Before the globus interface can be used, an application token must be generated. This can be done from within the 'mapshell.py' shell as follows:
$ ./scripts/mapshell.py shell
Connecting chris@localhost:3306
map shell.
schema modules:
- ephys
- lab
- experiment
- ccf
- publication
- ingest.behavior
- ingest.ephys
>>> publication.GlobusStorageManager()
Please login via: https://auth.globus.org/v2/oauth2/authorize?client_id=C40E971D-0075-4A82-B12F-8F9717762E7B&redirect_uri=https%3A%2F%2Fauth.globus.org%2Fv2%2Fweb%2Fauth-code&scope=openid+profile+email+urn%3Aglobus%3Aauth%3Ascope%3Atransfer.api.globus.org%3Aall&state=_default&response_type=code&code_challenge=cb9c10826b86ff9851cf477cad554e8d01c03a2b416b0210783c544deea1f372&code_challenge_method=S256&access_type=offline
and enter code:f881e45fc2c52929b3924863c87f88
INFO:datajoint.settings:Setting globus.token to c00264046ac1d484ec8db2b8acfa1f21ef0c68939d0ce2d562b21eb400eefd7802676efe1ddcc665141ef56f44699
<pipeline.globus.GlobusStorageManager object at 0x10f874780>
>>> dj.config.save('dj_local_conf.json')
This process only needs to be performed periodically to generate a valid
dj_local_conf.json
file suitable for future sessions. Please note that after
login, the dj_local_conf.json
file will contain a security sensitive access
token which should not be shared with anyone who should not have full access to
your globus account.
Once the local Globus endpoint has been configured, population and
data transfer of the raw data files can be performed using the
mapshell.py
utility function publication-publish
. This function
will call .populate()
on the individual publication archive tables,
currently ArchivedRawEphys
and ArchivedTrackingVideo
.
The population logic will look for files matching project naming conventions for the ingested experimental sessions, and if files are found, transfer them to petrel and log an entry in the publication schema. These records can then be used by users to query and retrieve the raw data files (see below).

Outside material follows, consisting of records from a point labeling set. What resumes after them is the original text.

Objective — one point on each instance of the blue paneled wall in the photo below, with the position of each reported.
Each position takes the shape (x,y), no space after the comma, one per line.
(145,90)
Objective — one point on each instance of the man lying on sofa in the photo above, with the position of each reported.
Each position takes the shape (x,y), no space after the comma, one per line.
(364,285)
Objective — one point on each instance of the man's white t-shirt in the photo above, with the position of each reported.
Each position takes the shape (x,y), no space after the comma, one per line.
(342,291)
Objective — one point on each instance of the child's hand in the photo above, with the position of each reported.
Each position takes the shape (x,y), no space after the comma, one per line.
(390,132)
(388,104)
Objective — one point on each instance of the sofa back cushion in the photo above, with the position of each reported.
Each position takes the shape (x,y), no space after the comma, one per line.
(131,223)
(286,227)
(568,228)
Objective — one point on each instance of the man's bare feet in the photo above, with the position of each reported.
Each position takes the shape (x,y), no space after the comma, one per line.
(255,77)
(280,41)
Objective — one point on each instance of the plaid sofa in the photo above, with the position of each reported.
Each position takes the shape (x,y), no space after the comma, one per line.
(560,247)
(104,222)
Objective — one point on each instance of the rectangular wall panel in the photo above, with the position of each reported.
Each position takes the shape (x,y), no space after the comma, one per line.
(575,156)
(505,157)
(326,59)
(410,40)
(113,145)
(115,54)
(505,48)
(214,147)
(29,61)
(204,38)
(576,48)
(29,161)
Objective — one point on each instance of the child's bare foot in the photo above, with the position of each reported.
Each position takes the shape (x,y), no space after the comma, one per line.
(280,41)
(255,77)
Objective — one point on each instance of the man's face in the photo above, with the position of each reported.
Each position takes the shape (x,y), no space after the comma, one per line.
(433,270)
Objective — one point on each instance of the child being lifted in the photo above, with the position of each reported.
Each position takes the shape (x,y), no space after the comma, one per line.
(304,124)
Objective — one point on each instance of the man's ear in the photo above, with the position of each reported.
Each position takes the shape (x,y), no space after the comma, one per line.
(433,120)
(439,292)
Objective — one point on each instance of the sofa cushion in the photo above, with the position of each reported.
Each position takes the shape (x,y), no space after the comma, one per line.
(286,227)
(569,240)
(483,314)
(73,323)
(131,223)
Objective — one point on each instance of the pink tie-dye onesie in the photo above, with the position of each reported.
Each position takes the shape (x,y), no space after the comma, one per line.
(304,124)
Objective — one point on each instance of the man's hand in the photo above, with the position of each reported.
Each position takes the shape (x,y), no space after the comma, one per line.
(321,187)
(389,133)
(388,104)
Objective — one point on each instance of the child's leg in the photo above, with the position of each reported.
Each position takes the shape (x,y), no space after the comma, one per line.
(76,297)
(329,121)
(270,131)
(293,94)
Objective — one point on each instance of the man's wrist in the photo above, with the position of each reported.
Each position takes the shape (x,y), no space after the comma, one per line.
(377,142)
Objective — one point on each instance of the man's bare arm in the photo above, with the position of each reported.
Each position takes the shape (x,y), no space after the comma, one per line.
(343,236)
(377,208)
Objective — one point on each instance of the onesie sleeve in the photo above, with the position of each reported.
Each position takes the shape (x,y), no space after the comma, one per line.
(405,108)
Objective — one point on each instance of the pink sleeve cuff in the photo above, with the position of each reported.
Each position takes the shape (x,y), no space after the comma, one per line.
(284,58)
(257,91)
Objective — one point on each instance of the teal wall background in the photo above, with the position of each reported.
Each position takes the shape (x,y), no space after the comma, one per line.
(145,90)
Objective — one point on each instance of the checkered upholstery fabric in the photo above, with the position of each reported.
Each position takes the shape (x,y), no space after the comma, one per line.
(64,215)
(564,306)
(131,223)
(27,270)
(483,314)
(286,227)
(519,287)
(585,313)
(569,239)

Once the local Globus endpoint has been configured, files contained
within the archive storage can be registered into the database using
the .discover()
method of the publication archive tables.
This functionality is useful for rebuilding the archive schema in the event local raw recording files are not available or in other, similar cases.
Once the local globus endpoint has been configured, retrieval of raw data
files can be done interactively using DataJoint operations in combination
with the .retrieve()
method of the publication archive tables.
For example, to fetch all raw recordings related to subject #407513, the following DataJoint expression can be used:
>>> (publication.ArchivedRawEphys()
& {'subject_id': 407513}).retrieve()
This will save the related files to the configured local globus storage path. In the event of issues, be sure to check that the endpoint is configured as writable. Also, to note, care should be taken not to retrieve files on the same computer used to transmit them, to keep the original files from being overwritten; Disabling the writable setting on machines used for data upload should help prevent this from possibly occurring.